# Roccat Kone Pure Maus springt&zittert :(



## TilaTequila (3. April 2015)

Hallo alle zusammen.
Ich habe mir jetzt zum 3 Mal die Roccat Maus gekauft..die Erste wurde mir auf ner Lan-Party geklaut..danach die hab ich leider kaputt gemacht :p 
Naja aufjedenfall hab ich mir gestern eine neue gekauft&die macht nur Probleme.
Sie springt&zittert..macht sich selbststaendig.
Auf dem Desktop geht es noch einigermaßen..aber im Spiel ( Css,Cod..selbst bei Lfd wo das zielen langsam ist..sie springt einfach nach rechts&ueberspringt viele pixel..Headshots verteilen ist unmoeglich geworden.
Hatte vorher alles von Roccat runtergeschmissen..trotzdem klappts nich.
Ich bin schon kurz davor Windows neu zu machen.
Ich hoffe jemand kann mir helfen.

Polling Rate..hab ich auch ausprobiert..im prinzip das ganze menü von roccat..alles hat nix gebracht..mit meiner ersten maus hatte ich das auch..aber irgendwie hinbekommen..nur weiss nich mehr wie.

Lg


----------



## Schnabulator1337 (3. April 2015)

*AW: Roccat Kone Pure Maus springt&zittert   Hilfe*

Naja, wenn du zuvor nie das Problem hattest mit gleichem Mausmodell, einfach zurücksenden (Hast es ja erst gestern gekauft). Kann gut an der Maus selbst liegen...


----------



## TilaTequila (3. April 2015)

*AW: Roccat Kone Pure Maus springt&zittert   Hilfe*

Das hatte Ich ja damals mit meiner ersten Maus auch..hab das irgendwie damals hinbekommen...weiss aber nicht mehr wie  
Spielen kann ich mit der Maus im Moment garnicht mehr..Alle denken ich haette nen falsch eingestellten Aimbot..sogar voteban bekommen 
Lg


----------



## Bot_mit_Ping (3. April 2015)

*AW: Roccat Kone Pure Maus springt&zittert   Hilfe*

vielleicht hast du ja Parkinson
oder nen Treiber der nicht drauf sein sollte^^


----------



## Combi (3. April 2015)

*AW: Roccat Kone Pure Maus springt&zittert   Hilfe*

hast du die tcu eingestellt?
pollingrate ist uninteressant,das ist nur die abtastungsrate pro sekunde.
du musst die tcu-abtastung kalibrieren..dabei wird der untergrund,das mauspad 
mit dem sensor abgetastet und der laser stellt sich so ein.

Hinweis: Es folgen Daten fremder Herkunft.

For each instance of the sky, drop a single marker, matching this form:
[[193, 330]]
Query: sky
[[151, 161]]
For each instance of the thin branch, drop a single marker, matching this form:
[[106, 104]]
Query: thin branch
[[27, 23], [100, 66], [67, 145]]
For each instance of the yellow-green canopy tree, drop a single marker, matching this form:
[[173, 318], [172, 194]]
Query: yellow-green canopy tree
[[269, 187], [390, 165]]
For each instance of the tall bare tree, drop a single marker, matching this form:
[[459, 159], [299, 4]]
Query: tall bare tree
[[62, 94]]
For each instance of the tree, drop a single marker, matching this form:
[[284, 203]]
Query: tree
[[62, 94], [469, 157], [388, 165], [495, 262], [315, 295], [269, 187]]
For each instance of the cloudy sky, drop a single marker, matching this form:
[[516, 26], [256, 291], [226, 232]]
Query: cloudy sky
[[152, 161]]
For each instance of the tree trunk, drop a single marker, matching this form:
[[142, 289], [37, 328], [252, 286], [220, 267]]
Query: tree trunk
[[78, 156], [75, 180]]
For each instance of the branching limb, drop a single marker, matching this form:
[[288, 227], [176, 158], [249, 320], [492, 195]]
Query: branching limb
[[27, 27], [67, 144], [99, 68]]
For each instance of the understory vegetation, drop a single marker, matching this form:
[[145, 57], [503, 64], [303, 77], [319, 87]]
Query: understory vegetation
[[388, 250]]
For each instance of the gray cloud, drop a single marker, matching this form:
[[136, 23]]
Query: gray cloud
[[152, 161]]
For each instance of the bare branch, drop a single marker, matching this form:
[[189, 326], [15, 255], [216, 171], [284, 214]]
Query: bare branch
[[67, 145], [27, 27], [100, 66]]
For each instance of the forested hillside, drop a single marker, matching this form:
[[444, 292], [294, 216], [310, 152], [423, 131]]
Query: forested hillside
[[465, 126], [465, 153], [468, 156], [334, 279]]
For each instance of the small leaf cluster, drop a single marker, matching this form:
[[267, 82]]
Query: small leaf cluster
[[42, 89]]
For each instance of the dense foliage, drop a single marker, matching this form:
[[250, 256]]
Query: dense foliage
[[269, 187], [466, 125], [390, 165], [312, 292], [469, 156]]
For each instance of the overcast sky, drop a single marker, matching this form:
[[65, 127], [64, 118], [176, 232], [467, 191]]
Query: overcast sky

wenn das nicht hilft,lade den aktuellen treiber runter und flash die firmware auf der maus.
hatte das mit meiner xtd auch.
der support von roccat ist ein traum....
der mitarbeiter half mir stundenlang bei einem problem (was mein pc schuld war,nicht die maus^^),
bis es gelöst war.
schreib roccat an,wenn das nicht hilft,die finden die lösung.
sollte wirklich nix klappen,wird der mitarbeiter dir dann spätestens sagen,du sollst sie einschicken.
montag schickst du weg und spätestens donnerstag hast du ne nagelneue maus in der post,der hammer!
darum bleibe ich auch bei roccat,top mäuse,gutes handling,super einstellmöglichkeiten,1a support,top qualität (sogar ne xtd ovp als reserve,falls ma was is).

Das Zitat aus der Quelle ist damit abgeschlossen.